The two special education students, one from Bound Brook and the other from North Plainfield, will each pay $15,000 tuition payments, said Board Administrator and Business Secretary Richard Reilly. One student will attend Alexander Batcho Intermediate School, while the other will attend Weston School.
Information regarding the students’ educational needs was not released.
The Board of Education accepted the students and the tuition payments which are higher than the district’s actual costs per pupil at its Dec. 18 meeting.
”It’s income for us,” said Mr. Reilly. “The tuition cost offsets the out-of-district amounts for Manville students sent elsewhere.”
According to Mr. Reilly, the board approves a tuition amount for students coming to Manville between April and June of each year.
State law allows the tuition payments to be greater than the district’s cost-per-pupil; during the 2005 to 2006 school year, the district charged other districts $12,650 in tuition per pupil for special education students, when the average cost per pupil for in-district students was $11,241.

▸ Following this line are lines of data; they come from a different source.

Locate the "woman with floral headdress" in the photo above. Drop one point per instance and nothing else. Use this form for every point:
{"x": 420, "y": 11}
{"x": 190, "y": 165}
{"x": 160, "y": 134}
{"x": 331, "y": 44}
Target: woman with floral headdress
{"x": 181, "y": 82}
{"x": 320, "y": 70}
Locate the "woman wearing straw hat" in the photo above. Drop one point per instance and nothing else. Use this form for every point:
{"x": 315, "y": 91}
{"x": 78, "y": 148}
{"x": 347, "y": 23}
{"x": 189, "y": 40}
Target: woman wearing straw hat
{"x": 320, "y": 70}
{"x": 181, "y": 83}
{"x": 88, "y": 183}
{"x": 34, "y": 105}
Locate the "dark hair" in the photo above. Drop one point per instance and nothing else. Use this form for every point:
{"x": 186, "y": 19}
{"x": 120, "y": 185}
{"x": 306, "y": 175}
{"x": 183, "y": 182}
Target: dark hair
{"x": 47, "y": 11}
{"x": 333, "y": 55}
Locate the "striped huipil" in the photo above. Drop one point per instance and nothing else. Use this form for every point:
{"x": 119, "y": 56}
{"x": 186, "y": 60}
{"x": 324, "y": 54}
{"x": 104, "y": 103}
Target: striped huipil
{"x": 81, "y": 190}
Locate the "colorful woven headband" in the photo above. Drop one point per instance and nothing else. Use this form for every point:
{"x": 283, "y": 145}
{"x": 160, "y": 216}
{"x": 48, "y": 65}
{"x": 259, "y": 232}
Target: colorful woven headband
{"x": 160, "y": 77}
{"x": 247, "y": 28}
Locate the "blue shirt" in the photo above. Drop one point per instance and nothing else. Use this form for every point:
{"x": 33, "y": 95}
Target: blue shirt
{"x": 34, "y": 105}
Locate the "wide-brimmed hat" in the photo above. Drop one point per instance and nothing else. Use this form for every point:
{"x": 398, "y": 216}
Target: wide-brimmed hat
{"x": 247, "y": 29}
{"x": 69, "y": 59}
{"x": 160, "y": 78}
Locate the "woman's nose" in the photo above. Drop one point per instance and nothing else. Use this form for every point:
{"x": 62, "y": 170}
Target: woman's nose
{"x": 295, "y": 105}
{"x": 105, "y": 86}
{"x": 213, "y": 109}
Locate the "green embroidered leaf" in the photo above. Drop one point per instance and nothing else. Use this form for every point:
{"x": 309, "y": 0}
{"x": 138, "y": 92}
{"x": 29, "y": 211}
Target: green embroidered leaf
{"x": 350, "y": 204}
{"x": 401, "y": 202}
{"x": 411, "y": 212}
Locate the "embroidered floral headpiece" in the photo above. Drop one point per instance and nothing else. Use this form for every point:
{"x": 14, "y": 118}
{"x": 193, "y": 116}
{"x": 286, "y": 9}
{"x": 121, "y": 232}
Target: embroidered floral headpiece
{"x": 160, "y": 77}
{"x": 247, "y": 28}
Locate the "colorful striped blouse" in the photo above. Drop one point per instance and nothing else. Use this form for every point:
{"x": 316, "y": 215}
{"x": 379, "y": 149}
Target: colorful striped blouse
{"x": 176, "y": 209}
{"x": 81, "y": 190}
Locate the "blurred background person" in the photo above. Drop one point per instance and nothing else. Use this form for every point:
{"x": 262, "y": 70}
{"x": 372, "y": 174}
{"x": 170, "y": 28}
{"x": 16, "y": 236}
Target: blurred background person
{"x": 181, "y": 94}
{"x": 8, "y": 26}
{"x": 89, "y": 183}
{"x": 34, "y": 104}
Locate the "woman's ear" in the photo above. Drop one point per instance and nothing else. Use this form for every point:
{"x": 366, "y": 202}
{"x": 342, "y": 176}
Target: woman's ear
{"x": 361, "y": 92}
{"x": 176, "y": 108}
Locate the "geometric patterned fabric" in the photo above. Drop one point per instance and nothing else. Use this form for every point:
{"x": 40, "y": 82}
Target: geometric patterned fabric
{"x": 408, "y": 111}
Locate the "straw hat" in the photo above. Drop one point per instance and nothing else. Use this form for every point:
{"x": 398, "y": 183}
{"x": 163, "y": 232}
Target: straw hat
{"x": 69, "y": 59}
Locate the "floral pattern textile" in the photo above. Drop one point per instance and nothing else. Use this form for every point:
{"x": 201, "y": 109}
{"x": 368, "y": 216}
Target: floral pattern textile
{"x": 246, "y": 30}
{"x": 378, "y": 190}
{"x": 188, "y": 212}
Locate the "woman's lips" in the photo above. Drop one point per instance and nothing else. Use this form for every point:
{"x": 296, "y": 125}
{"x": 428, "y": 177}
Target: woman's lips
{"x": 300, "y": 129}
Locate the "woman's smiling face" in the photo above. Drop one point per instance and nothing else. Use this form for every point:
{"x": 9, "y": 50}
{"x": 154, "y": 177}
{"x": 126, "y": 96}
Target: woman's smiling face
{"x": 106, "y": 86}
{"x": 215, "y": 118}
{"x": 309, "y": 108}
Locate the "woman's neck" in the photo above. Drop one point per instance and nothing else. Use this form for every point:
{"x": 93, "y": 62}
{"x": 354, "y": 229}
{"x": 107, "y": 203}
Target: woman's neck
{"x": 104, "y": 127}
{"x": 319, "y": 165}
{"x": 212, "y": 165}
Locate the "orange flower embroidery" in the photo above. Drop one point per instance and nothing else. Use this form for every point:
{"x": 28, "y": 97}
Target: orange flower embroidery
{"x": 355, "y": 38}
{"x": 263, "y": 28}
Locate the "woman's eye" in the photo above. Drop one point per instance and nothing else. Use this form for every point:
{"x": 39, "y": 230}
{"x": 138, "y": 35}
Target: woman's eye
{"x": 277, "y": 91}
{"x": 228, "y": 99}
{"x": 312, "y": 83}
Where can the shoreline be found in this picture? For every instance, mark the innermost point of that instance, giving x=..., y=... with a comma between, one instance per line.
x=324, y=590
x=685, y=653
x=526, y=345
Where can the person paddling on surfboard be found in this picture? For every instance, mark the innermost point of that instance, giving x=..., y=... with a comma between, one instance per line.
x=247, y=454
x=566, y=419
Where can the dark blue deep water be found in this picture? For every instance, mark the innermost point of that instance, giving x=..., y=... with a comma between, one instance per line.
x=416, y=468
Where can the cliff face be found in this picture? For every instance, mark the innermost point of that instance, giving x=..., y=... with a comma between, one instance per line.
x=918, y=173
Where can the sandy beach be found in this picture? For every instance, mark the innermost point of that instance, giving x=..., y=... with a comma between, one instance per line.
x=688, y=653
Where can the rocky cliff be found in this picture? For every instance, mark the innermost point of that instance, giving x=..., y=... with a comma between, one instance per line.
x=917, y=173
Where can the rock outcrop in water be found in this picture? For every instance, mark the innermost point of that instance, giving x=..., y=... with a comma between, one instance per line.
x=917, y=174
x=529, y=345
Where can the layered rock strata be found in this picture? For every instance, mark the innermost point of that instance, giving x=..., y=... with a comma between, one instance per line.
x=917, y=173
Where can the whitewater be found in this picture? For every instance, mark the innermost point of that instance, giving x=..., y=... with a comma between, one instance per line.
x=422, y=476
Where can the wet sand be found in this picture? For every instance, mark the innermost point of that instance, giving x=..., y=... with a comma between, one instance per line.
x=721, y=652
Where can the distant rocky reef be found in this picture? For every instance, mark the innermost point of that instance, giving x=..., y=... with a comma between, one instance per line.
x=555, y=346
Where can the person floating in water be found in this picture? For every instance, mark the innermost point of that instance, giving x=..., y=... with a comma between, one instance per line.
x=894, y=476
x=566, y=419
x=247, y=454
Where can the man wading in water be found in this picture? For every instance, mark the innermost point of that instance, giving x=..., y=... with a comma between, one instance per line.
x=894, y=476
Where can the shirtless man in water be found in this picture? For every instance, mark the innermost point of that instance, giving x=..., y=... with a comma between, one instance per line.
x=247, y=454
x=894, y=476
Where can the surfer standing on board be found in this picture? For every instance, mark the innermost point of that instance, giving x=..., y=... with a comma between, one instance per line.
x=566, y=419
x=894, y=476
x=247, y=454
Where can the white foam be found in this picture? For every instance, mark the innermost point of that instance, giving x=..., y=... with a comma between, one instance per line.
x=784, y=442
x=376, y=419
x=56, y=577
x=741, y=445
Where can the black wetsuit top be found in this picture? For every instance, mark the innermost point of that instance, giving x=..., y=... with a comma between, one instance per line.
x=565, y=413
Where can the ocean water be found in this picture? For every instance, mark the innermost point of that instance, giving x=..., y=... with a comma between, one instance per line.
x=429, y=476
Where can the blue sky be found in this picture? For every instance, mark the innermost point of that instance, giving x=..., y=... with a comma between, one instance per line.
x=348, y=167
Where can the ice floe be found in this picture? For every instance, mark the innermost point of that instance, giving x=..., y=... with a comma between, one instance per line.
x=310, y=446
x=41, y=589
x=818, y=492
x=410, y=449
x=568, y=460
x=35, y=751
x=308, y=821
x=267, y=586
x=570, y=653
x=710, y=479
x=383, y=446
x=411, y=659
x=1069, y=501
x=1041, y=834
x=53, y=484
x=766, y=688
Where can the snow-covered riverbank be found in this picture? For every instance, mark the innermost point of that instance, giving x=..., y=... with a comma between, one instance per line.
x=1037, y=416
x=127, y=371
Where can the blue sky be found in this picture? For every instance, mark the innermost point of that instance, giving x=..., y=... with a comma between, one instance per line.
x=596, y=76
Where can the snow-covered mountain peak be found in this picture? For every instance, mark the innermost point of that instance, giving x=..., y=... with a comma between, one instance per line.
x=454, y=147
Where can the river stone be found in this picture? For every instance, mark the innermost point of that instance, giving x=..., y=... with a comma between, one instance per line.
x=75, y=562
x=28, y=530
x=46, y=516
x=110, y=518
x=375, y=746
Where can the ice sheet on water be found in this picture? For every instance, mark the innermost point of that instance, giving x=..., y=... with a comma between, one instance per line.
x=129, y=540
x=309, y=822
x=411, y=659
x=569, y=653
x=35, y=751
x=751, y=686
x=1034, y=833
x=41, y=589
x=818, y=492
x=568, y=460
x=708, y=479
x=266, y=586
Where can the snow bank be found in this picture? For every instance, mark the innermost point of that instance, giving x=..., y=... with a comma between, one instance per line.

The tuition money Manville receives is then used toward tuition for Manville students who need to be sent to other schools.
”It’s a benefit for both schools,” said Mr. Reilly. “It benefits Manville because we’re able to offset our out-of-district tuition costs, and for Bound Brook and North Plainfield because it can be less expensive to send their students to Manville.”
Manville schools budgeted $922,137 for special education in the 2007-2008 school year, including the tuition for seven students sent to other districts.
Each year, Audrey Press, director of special services, evaluates the program to determine the number of students, if any, Manville can accept in its special education program, said Mr. Reilly.
When districts cannot fulfill their students’ needs, they look to other area schools rather than paying for expensive private schools.
”It can be cheaper to send students to specialized areas than to send them to a private school,” said Mr. Reilly.
Ms. Press did not return requests for comment for this story.